Byrne attended Balmain Public School and Hunters Hill High School before attending Bradfield College in Crows Nest, New South Wales. She later moved to Newtown, New South Wales and Bondi, New South Wales. Encouraged by one of her sisters, she began taking acting classes at age eight, joining the Australian Theatre for Young People. Growing up, Byrne experienced "plenty of rejection" from film schools. "I auditioned for a few of the big drama schools—Nepean, WAAPA, NIDA—and didn't get in to any of them. I was really disappointed with myself. I wasn't quite sure if I'd be legitimate without training for three years in a more traditional sense". Instead, she studied an arts degree at Sydney University.
"I still have great memories of those days: studying, working, auditioning. Just being a jobbing actor trying to figure out life after high school". In 1999, Byrne studied acting at the Atlantic Theater Company, which was developed by David Mamet and William H. Macy.

Career

1994–2006: Beginnings
Byrne obtained her first film role in Dallas Doll (1994) when she was 15 years old. Throughout the 1990s, she appeared in several Australian television shows, such as Wildside (1997) and Echo Point (1995), and starred as an alterna-girl love interest in the film Two Hands (1999), opposite fellow up-and-coming actor Heath Ledger. A role in the award-winning film My Mother Frank (2000) was followed by her first leading role in Clara Law's The Goddess of 1967 (also 2000), which gained her the Volpi Cup for Best Actress at the 57th Venice International Film Festival.
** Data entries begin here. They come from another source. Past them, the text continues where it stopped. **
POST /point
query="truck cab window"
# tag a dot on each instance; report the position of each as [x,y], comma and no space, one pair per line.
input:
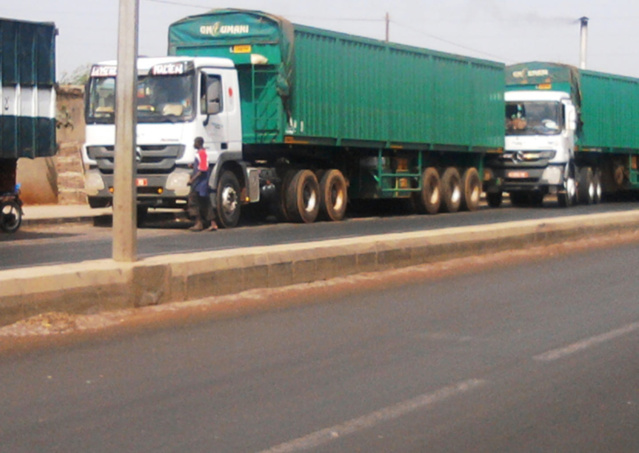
[210,94]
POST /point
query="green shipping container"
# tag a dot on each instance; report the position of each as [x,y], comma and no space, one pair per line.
[608,104]
[305,85]
[27,88]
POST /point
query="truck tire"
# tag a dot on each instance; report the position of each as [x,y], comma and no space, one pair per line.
[451,190]
[494,199]
[471,184]
[519,199]
[10,216]
[596,180]
[586,187]
[303,197]
[228,200]
[429,199]
[334,198]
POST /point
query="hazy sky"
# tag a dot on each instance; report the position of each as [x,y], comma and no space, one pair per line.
[499,30]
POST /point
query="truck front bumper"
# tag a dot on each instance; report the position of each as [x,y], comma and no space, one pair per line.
[169,191]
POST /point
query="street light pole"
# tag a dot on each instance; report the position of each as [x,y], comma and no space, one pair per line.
[124,195]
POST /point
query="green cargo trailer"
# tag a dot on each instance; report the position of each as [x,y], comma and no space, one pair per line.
[27,79]
[325,117]
[593,145]
[305,84]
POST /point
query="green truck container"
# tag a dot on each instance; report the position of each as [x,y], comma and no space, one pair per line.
[326,118]
[27,88]
[592,147]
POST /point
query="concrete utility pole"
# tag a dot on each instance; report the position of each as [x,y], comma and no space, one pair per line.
[124,195]
[584,42]
[387,27]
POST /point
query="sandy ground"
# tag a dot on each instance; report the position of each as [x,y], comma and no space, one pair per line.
[50,329]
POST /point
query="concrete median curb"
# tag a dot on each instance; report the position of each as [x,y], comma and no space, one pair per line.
[94,286]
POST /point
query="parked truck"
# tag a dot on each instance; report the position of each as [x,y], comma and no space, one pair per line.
[569,132]
[300,119]
[27,111]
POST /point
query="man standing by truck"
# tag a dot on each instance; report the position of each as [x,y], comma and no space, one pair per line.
[199,202]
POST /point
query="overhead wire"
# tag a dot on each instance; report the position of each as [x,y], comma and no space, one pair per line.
[351,19]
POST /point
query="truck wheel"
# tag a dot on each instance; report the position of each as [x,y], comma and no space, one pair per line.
[451,190]
[494,199]
[334,198]
[586,188]
[142,213]
[302,197]
[429,199]
[472,189]
[519,199]
[10,216]
[228,200]
[596,180]
[566,197]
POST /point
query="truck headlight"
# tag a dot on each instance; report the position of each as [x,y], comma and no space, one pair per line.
[553,175]
[93,182]
[178,182]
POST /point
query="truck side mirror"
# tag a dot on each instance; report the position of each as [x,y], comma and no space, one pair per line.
[213,96]
[571,118]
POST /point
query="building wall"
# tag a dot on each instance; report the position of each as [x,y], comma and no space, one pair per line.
[59,179]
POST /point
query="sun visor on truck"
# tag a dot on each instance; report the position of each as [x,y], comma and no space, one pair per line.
[27,76]
[246,37]
[544,76]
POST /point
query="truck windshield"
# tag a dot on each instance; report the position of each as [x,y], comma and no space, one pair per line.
[533,118]
[160,99]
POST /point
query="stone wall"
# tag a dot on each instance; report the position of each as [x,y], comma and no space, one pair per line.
[59,179]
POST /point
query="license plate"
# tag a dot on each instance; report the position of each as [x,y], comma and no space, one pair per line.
[517,174]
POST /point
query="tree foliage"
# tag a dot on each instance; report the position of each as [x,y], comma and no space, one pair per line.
[79,76]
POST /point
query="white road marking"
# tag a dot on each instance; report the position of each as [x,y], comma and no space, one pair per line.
[374,418]
[560,353]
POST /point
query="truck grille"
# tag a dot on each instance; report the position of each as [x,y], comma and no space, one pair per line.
[150,159]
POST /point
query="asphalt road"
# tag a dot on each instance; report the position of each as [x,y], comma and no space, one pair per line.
[161,235]
[537,354]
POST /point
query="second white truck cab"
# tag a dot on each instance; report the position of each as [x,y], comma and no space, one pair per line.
[178,99]
[539,148]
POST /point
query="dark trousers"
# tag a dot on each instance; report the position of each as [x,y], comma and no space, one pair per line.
[200,208]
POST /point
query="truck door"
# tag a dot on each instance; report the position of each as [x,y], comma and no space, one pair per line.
[213,111]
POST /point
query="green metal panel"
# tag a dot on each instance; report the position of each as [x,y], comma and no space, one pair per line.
[340,89]
[608,104]
[609,111]
[27,76]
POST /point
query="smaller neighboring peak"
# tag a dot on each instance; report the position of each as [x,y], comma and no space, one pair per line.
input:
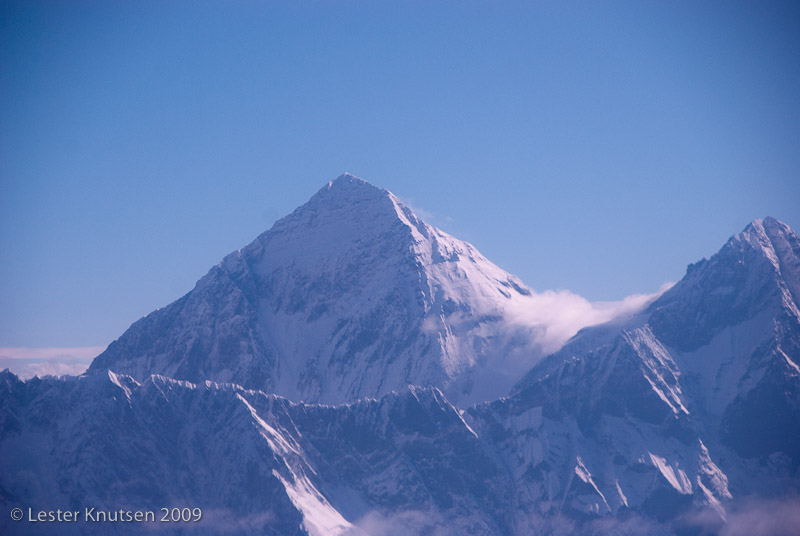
[765,233]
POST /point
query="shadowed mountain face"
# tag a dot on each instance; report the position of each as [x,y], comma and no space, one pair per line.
[350,296]
[665,422]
Byrne revealed in a post-award interview that, prior to winning the Venice Film Festival Award, she was surprised by her own performance and found it confronting watching the film because her acting was "too depressing". Byrne admitted that "watching myself is confronting because I'm convinced I can't act and I want to get out, that's how insecure I am."
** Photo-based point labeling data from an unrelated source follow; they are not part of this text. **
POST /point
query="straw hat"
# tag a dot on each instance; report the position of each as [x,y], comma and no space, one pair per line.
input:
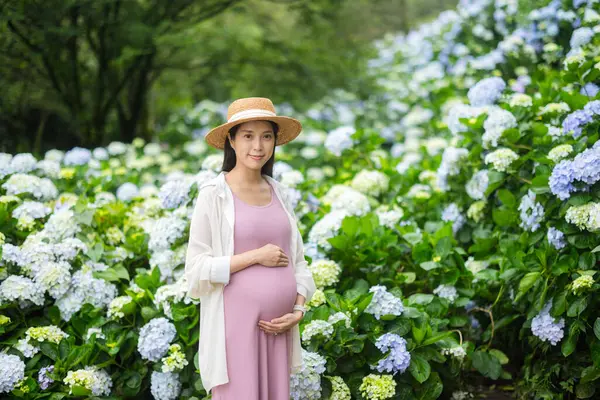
[253,109]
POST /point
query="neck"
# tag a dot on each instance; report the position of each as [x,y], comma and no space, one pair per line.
[246,175]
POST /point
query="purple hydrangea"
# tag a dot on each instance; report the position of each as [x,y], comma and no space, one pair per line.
[398,359]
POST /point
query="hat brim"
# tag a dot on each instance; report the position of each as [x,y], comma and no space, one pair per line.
[289,129]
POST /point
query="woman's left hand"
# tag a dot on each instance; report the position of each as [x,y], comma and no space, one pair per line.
[281,324]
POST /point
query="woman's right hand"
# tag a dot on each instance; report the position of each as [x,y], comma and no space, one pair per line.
[271,255]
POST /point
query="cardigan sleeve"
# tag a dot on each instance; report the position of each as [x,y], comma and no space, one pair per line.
[202,269]
[304,280]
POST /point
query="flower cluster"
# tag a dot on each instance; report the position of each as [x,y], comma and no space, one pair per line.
[398,358]
[383,303]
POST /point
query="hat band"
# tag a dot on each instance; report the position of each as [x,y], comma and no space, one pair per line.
[253,112]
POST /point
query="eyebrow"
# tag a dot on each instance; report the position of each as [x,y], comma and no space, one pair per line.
[250,130]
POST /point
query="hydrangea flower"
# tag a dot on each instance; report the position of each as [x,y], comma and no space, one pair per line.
[339,389]
[450,165]
[155,338]
[477,185]
[175,361]
[546,328]
[447,292]
[452,214]
[560,152]
[556,238]
[165,385]
[501,159]
[495,124]
[383,303]
[371,182]
[378,387]
[398,358]
[12,371]
[305,384]
[586,216]
[317,327]
[531,212]
[174,193]
[486,92]
[43,379]
[325,272]
[90,377]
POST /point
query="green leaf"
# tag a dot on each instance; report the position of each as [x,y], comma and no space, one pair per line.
[487,364]
[436,338]
[429,265]
[578,306]
[590,374]
[528,281]
[419,368]
[499,355]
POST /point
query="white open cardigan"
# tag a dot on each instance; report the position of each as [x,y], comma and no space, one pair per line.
[207,271]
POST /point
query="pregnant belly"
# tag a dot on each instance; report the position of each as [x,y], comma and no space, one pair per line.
[267,292]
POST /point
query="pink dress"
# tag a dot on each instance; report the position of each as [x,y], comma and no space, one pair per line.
[258,363]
On stage, Byrne starred in La Dispute and in a production of Anton Chekhov's classic Three Sisters at the Sydney Theatre Company. In 2002, she made her first appearance in a Hollywood film with a brief appearance as Dormé, the handmaiden to Natalie Portman's Senator Padmé Amidala, in Star Wars: Episode II – Attack of the Clones. She also appeared in the 2002 thriller City of Ghosts, with Matt Dillon. Byrne had flown to the UK to shoot I Capture the Castle (2003), Tim Fywell's adaptation of the 1948 novel of the same title by Dodie Smith. In it, she portrayed Rose Mortmain, the elder sister of Romola Garai's Cassandra.
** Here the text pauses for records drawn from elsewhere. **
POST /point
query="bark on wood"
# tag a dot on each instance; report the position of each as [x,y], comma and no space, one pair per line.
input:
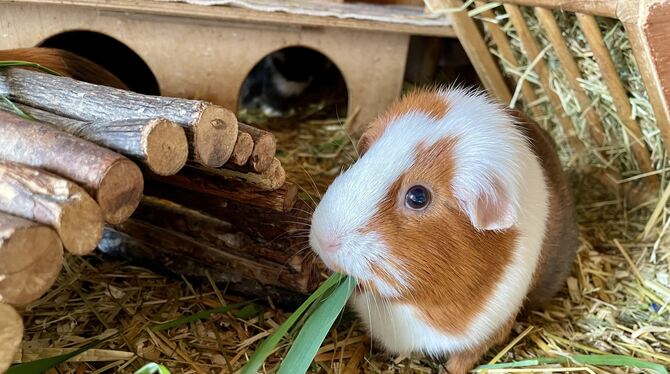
[51,200]
[280,200]
[233,267]
[242,151]
[235,176]
[11,335]
[23,242]
[211,129]
[265,147]
[115,182]
[239,235]
[158,143]
[122,246]
[31,283]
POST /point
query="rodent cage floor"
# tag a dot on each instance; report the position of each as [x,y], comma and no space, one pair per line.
[604,308]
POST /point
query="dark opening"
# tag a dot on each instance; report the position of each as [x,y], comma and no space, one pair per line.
[111,54]
[433,60]
[293,82]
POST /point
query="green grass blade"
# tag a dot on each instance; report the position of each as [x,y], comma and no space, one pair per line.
[270,343]
[9,64]
[198,316]
[42,365]
[600,360]
[316,328]
[153,368]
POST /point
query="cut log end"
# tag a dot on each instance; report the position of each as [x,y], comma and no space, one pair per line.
[214,136]
[23,242]
[264,151]
[243,148]
[11,335]
[81,226]
[31,283]
[120,191]
[165,146]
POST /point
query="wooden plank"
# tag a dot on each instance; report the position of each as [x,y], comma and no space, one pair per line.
[505,49]
[478,51]
[648,33]
[553,33]
[604,8]
[239,15]
[619,95]
[533,51]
In 2003, Byrne starred in three Australian films; The Night We Called It a Day, with Melanie Griffith and Dennis Hopper; The Rage in Placid Lake, with Ben Lee; and Take Away, alongside Vince Colosimo, Stephen Curry, John Howard and Nathan Phillips. All films were comedies and opened to varying degrees of success at the box office, but The Rage in Placid Lake earned Byrne an AACTA Award nomination for Best Actress. In the epic drama Troy (2004), she took on the role of Briseis, the captured priestess presented to "amuse" Brad Pitt's Achilles. Variety'''s review of the film stated: "Byrne's spoils-of-war chattel plays more as a convenient invention than as a woman who could possibly turn Achilles’ head and heart around". In her other 2004 film release, the thriller Wicker Park, Byrne appeared, opposite Josh Hartnett and Diane Kruger, as the girlfriend of a young advertising executive's old friend. Wicker Park director Paul McGuigan described her as the best actress he has worked with, and her Troy co-star Peter O'Toole described her as "beautiful, uncomplicated, simple, pure actress and a very nice girl".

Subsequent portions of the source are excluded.